Exp. Ev. sec. Luc. 9, 34-36


       "Di chi è l’immagine e l’iscrizione?" (Lc 20,24). In questo passo Egli c’insegna che dobbiamo essere cauti nel respingere le accuse degli eretici oppure dei Giudei. In un altro punto ha detto: "Siate astuti come i serpenti". Questo, diversi lo interpretano così: poiché la croce di Cristo fu preannunciata nel serpente levato in alto, affinché venisse distrutto il veleno serpigno degli spiriti del male, parrebbe che si debba essere accorti come il Cristo, e semplici come lo Spirito. Ecco dunque chi è il serpente che tiene sempre protetto il capo, ed evita così le ferite mortali. Quando i Giudei gli chiedevano se avesse ricevuto dal Cielo la sua autorità, Egli rispose: "Il battesimo di Giovanni di dov’era, dal Cielo o dagli uomini?" (Mt 20,4). E lo scopo era che essi, non osando negare che era dal Cielo, si convincessero da soli della propria demenza nel negare che Colui che lo dava era dal Cielo. Egli chiede un didramma e domanda di chi è l’effigie: infatti diversa è l’effigie di Dio, diversa l’effigie del mondo. Per questo anche colui ci ammonisce: "E come abbiamo portato l’immagine dell’uomo terreno, così portiamo l’immagine dell’uomo celeste" (1Co 15,49).

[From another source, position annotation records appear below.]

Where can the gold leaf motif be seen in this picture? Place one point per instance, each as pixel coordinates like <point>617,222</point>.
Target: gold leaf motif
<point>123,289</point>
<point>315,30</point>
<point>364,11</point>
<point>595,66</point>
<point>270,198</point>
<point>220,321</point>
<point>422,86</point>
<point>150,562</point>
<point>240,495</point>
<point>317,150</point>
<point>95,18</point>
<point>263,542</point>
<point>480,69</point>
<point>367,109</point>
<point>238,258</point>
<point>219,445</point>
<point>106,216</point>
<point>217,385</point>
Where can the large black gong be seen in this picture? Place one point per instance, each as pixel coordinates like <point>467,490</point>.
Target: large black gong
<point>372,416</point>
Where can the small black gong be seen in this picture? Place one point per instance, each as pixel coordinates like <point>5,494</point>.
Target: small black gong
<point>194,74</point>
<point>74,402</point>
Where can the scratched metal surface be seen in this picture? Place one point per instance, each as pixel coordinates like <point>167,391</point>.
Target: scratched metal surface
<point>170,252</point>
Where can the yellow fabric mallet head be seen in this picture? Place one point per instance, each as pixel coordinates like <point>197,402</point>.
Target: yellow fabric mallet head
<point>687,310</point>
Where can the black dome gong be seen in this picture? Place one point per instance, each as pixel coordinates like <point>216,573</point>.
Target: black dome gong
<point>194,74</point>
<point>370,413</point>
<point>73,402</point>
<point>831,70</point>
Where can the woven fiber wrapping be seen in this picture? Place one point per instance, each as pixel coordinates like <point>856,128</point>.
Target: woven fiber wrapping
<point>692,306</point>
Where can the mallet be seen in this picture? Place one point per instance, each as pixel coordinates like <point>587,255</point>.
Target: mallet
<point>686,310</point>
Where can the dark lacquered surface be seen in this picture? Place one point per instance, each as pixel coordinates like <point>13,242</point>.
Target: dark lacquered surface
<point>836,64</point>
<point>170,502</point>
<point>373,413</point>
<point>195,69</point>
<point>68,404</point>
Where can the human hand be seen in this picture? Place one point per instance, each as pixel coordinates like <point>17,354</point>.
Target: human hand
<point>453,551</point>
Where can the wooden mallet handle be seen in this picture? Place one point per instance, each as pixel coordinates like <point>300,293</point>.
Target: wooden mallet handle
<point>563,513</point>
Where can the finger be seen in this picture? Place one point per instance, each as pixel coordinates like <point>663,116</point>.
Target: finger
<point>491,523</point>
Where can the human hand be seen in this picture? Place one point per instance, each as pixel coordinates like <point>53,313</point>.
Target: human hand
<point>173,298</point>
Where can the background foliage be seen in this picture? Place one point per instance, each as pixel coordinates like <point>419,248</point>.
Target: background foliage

       Cristo non ha l’immagine di Cesare, perché Egli è "l’immagine di Dio". Pietro non ha l’immagine di Cesare, perché ha detto: Noi abbiamo lasciato tutto e ti abbiamo seguito" (Mt 19,27). Non si trova l’immagine di Cesare in Giacomo o in Giovanni, perché sono i figli del tuono, ma essa si trova nel mare, dove vi sono sulle acque quei mostri dalle teste fracassate, e lo stesso mostro principale, col capo mozzo, vien dato come cibo ai popoli degli Etiopi. Ma se non aveva l’immagine di Cesare, perché mai ha pagato il tributo? Non l’ha pagato del suo, ma ha restituito al mondo ciò che apparteneva al mondo. E se anche tu non vuoi esser tributario di Cesare, non possedere le proprietà del mondo. Però hai le ricchezze: e allora sei tributario di Cesare. Se non vuoi esser assolutamente debitore del re della terra, abbandona ogni tua cosa e segui Cristo.


       E giustamente Egli ordina di dare prima a Cesare ciò che è di Cesare, perché nessuno può appartenere al Signore, se prima non ha rinunziato al mondo. Tutti, certo, rinunziamo a parole, ma non rinunziamo col cuore; infatti, quando riceviamo i sacramenti, facciamo la rinunzia. Che pesante responsabilità è promettere a Dio, e poi non soddisfare il debito! "È meglio non fare voti", sta scritto, "piuttosto che farne e non mantenerli" (Qo 5,4). L’obbligo della fede è più forte di quello pecuniario. Rendi quanto hai promesso, finché sei in questo corpo, prima che giunga l’esecutore "e questi ti getti in prigione. In verità ti dico che non ne uscirai prima di aver pagato fino all’ultimo spicciolo";(Lc 12,58 Mt 5,25s).